Can we use the term realistic when talking about a cartoon caracter? I guess he was fairly well done, even thou I would have tried to make a scooby fursuit more real dog looking and less cartoon looking but thats my two cents.

But the video was interesting and the actor did a good job but for stage I prephere costumes where the actors can use theyre full mimics (Like Cats or Lion King.) rather than being a furrie since its much easier for the actor to show emotions and so on.


----------



## Blarmajin (Jun 26, 2011)

I've never liked Scooby Doo or that whole franchise.


_"This is pretty much the only Scooby-Doo costume I've ever seen that actually turns me on/makes me yiffy, depending on your point of view.
Just felt like sharing."_


Wat. Get out of my state.


----------



## Volkodav (Jun 26, 2011)

Im
I


Im in love.
o m f g

*I fucking love Scooby Doo*


----------



## israfur (Jun 26, 2011)

You have made my day with this topic, much kudos to you! <33
Scooby Doo fans unite :grin:


----------



## anero (Jun 26, 2011)

Actually, that kind of scares the piss out of me.
I don't even know why.


----------



## Drakonman (Jun 26, 2011)

Good costume.


Wile_E2005 said:


> This is pretty much the only Scooby-Doo costume I've ever seen that actually turns me on/makes me yiffy, depending on your point of view.
> Just felt like sharing.


WHAT THE FUCK AM I READING!


----------



## Tewin Follow (Jun 26, 2011)

It's a good costume, but...yiffy?
There may be something wrong with you, Wile.


----------



## Sar (Jun 26, 2011)

Wile_E2005 said:


> This is pretty much the only Scooby-Doo costume I've ever seen that  actually turns me on/makes me yiffy, depending on your point of view.
> Just felt like sharing.







_*WAAAYYY Too Much Information for Me!!!!
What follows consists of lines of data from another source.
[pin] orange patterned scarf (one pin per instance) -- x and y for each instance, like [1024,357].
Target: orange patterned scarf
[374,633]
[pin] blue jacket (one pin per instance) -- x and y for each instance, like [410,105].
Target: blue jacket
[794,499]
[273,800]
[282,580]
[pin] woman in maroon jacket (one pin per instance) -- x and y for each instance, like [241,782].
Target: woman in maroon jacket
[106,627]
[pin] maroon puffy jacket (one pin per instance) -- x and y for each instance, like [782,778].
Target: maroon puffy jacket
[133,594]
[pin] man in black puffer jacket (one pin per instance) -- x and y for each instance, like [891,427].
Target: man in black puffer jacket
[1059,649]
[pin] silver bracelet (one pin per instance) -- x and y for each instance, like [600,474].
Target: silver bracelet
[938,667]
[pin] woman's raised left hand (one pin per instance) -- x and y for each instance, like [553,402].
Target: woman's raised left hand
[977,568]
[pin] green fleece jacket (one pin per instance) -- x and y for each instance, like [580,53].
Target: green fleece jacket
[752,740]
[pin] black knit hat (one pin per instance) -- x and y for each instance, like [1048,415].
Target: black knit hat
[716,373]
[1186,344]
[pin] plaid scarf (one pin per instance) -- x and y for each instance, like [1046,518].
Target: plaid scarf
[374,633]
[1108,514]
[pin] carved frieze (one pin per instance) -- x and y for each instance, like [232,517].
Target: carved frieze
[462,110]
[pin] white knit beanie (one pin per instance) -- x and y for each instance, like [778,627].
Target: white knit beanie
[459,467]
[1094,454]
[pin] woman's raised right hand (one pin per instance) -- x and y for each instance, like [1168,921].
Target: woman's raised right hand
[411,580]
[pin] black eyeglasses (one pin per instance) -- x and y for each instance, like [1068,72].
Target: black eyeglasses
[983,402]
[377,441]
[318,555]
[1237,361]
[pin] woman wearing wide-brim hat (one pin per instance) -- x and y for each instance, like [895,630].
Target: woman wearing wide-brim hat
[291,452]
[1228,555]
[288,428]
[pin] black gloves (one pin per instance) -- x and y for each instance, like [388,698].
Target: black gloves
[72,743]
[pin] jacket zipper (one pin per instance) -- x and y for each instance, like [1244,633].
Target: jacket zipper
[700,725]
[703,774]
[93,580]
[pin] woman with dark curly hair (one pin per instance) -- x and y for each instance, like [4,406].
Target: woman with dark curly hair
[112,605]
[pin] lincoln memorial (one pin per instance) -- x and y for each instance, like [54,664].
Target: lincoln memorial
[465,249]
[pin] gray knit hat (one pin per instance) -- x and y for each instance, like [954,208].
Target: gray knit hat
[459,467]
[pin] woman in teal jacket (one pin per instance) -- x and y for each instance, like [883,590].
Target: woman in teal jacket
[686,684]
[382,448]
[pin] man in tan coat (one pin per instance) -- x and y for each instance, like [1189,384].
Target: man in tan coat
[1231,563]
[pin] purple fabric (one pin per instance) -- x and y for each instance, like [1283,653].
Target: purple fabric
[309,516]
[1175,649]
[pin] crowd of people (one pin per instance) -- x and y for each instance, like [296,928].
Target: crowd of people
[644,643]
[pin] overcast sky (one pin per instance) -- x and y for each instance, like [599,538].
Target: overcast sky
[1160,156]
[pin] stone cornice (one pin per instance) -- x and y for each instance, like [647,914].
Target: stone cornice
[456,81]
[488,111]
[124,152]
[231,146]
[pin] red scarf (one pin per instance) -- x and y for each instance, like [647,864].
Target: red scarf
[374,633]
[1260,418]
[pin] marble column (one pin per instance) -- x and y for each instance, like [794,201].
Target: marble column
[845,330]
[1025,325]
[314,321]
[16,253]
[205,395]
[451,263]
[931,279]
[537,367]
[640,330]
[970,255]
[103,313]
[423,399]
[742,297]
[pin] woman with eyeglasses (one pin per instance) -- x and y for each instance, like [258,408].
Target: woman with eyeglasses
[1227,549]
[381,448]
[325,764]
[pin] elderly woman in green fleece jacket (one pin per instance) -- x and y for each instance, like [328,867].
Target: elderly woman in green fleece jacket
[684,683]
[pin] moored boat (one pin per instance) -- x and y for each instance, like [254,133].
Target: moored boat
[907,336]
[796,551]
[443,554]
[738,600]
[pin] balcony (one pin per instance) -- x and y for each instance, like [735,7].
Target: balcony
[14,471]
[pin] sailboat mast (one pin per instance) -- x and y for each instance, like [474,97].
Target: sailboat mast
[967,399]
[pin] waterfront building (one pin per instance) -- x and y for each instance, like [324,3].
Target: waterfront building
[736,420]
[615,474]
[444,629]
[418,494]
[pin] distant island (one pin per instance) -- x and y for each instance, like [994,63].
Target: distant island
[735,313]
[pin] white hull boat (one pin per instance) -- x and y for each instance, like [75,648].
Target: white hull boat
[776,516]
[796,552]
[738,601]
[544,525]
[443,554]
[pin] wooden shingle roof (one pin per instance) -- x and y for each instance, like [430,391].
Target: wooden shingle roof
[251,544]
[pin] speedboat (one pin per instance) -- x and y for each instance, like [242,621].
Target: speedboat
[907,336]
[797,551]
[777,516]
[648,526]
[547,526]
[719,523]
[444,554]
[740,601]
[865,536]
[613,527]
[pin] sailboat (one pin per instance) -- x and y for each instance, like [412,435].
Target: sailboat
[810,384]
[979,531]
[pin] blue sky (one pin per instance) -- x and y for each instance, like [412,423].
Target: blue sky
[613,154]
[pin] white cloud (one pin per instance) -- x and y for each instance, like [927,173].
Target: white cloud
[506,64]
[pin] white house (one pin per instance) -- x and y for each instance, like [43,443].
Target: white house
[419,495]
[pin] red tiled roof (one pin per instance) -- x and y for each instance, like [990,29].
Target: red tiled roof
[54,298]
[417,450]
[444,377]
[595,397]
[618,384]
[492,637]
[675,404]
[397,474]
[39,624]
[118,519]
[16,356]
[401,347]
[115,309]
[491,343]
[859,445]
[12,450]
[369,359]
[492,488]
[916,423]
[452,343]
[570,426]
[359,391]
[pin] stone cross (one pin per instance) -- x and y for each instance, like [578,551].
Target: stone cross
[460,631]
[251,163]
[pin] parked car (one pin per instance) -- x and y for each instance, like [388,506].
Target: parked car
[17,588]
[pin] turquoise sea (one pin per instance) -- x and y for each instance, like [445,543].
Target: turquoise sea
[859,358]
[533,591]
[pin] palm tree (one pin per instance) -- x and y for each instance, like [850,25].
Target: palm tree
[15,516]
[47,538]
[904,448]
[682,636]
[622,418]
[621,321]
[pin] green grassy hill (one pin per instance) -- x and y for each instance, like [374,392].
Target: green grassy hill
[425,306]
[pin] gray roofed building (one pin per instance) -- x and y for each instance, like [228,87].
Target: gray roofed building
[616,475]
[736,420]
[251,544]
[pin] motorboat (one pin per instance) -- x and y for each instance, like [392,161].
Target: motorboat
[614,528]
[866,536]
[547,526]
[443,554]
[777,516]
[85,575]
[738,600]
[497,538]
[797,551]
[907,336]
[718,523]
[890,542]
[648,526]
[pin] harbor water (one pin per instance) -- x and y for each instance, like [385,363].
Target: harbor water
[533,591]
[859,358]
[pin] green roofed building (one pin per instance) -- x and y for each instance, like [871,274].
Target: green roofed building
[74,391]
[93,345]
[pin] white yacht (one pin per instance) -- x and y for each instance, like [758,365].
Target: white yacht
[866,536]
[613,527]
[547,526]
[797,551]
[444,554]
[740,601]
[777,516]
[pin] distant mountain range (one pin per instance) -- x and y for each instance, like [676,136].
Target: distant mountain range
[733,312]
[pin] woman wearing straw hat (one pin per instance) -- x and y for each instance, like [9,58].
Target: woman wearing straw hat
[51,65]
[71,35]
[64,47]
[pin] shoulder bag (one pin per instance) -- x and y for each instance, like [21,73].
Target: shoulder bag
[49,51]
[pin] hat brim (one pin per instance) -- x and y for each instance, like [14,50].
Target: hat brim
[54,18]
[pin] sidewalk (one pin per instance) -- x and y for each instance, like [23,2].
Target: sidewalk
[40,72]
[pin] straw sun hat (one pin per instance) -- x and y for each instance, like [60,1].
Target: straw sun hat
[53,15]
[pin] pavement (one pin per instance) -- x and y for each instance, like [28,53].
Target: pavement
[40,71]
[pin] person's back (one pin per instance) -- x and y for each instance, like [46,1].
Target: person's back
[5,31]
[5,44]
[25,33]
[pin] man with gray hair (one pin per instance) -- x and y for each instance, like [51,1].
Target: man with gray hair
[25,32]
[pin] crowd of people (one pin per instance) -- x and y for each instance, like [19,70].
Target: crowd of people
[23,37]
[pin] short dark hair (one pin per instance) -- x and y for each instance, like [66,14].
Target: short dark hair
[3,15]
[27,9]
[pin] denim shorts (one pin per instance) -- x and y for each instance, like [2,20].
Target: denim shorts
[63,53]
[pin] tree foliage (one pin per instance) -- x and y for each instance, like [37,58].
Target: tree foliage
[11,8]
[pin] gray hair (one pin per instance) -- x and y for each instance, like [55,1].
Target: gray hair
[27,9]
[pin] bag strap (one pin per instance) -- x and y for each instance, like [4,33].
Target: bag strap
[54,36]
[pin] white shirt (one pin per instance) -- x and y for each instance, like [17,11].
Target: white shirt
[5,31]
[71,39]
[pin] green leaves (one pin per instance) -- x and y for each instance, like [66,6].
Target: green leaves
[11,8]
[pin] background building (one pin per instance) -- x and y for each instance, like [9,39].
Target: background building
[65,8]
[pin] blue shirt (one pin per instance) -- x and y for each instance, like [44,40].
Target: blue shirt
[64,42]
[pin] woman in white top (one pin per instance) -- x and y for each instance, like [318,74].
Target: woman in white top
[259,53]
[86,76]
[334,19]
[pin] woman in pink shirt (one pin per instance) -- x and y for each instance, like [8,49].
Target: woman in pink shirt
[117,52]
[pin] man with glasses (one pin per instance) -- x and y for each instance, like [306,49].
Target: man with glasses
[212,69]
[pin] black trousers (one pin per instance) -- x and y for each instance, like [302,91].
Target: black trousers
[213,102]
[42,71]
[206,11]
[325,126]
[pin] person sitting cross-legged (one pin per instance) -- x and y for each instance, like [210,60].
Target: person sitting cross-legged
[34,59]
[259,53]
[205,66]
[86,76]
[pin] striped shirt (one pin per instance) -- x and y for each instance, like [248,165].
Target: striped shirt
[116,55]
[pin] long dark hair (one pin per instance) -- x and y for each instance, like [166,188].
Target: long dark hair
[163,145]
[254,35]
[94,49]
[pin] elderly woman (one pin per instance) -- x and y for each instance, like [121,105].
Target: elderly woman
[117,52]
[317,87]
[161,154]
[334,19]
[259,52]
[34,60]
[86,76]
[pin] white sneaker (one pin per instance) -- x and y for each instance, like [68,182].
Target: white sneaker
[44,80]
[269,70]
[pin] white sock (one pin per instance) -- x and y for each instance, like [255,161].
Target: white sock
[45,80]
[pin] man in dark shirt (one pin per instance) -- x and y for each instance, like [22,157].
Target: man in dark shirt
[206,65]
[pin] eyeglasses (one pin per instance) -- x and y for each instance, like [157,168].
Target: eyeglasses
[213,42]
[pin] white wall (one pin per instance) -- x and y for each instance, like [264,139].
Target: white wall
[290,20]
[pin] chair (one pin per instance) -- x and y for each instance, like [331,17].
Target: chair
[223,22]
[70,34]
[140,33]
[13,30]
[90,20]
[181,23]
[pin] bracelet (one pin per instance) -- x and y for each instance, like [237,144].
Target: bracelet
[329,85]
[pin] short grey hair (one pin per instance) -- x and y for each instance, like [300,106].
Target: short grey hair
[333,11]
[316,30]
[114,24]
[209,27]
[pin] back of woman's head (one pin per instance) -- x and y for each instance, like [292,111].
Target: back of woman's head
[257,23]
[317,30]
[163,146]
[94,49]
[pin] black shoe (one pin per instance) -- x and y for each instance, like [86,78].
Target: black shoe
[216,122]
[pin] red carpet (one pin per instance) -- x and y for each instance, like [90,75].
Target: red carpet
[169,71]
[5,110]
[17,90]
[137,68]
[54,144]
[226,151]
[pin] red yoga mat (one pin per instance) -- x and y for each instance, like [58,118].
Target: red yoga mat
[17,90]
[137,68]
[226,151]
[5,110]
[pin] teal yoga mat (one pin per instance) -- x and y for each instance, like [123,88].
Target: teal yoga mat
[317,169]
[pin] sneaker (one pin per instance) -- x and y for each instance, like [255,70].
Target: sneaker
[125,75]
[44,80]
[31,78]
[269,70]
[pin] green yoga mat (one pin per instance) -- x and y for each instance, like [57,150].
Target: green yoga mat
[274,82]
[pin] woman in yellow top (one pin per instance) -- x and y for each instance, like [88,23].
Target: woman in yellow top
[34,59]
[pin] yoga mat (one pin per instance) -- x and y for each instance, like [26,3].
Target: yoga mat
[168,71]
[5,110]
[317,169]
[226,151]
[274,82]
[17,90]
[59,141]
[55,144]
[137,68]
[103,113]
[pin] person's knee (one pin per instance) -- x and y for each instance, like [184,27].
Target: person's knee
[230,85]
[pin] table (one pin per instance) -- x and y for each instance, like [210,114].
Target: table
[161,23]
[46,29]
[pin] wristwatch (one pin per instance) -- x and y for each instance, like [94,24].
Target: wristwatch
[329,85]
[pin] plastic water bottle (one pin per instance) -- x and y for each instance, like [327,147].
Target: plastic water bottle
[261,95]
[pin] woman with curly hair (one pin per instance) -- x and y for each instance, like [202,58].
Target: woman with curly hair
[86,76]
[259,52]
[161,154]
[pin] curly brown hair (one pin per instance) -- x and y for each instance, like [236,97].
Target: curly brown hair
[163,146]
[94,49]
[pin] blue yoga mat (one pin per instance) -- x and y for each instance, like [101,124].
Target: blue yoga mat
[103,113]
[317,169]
*__*Damn it Ilayas you beat me to the TMI refrence.*__* But i will have the last laugh. Nyahhahhaaa.
*_


----------



## LizardKing (Jun 26, 2011)

Wile_E2005 said:


> OK, I admit I am a big Scooby-Doo fan (well, not really of the Scrappy-Doo ones or the "What's New"/"Get a Clue" crap), and since I love Scooby AND costuming, I thought I'd show this...[some pictures and stuff]



Hey yeah that's pretty well done, I wonder how much it cos-



Wile_E2005 said:


> This is pretty much the only Scooby-Doo costume I've ever seen that actually turns me on/makes me yiffy.



POW
SURPRISE ENDING


----------



## Wolf-Bone (Jun 26, 2011)

It's an amazing piece of work, looks like it's probably very comfortable. Seriously, when I've said in the past if I was ever going to do fursuits, it'd have to be done right, this is basically what I was talking about. However seeing as how I can't even afford a bad one and this was made for an actual production, I don't even want to try guessing how much it must have cost, so I guess I'll just keep dreaming and having a real girlfriend who I can fuck with or without a fucking costume on and God damn you need to learn some basic social skills OP. Nobody in the fucking universe cares that Scooby-Doo makes you yiffy. No one. Asshole.


----------



## Carnie (Jun 26, 2011)

His pupils look just a bit uneven. Dunno if they're supposed to be like that.

Also wtf man.


----------



## Wolf-Bone (Jun 26, 2011)

EggCarton said:


> His pupils look just a bit uneven. Dunno if they're supposed to be like that.
> 
> Also wtf man.


 
It's because he accidentally all the scooby snacks, duh


----------



## Drakonman (Jun 26, 2011)

LizardKing said:


> POW
> SURPRISE ENDING



Surprise ending ends with surprise butt sex. At least what OP was thinking when he typed that.


----------



## Volkodav (Jun 26, 2011)

0:18
0:24
0:28
0:45
0:51
[yt]yWTp0zL8lHY[/yt]

wat


----------



## SpiralHorn (Jun 26, 2011)

I don't like the suit, it's kind of uncanny valley-ish. I can see his knee caps. It freaks me out.


----------



## Volkodav (Jun 26, 2011)

SpiralHorn said:


> I don't like the suit, it's kind of uncanny valley-ish. I can see his knee caps. It freaks me out.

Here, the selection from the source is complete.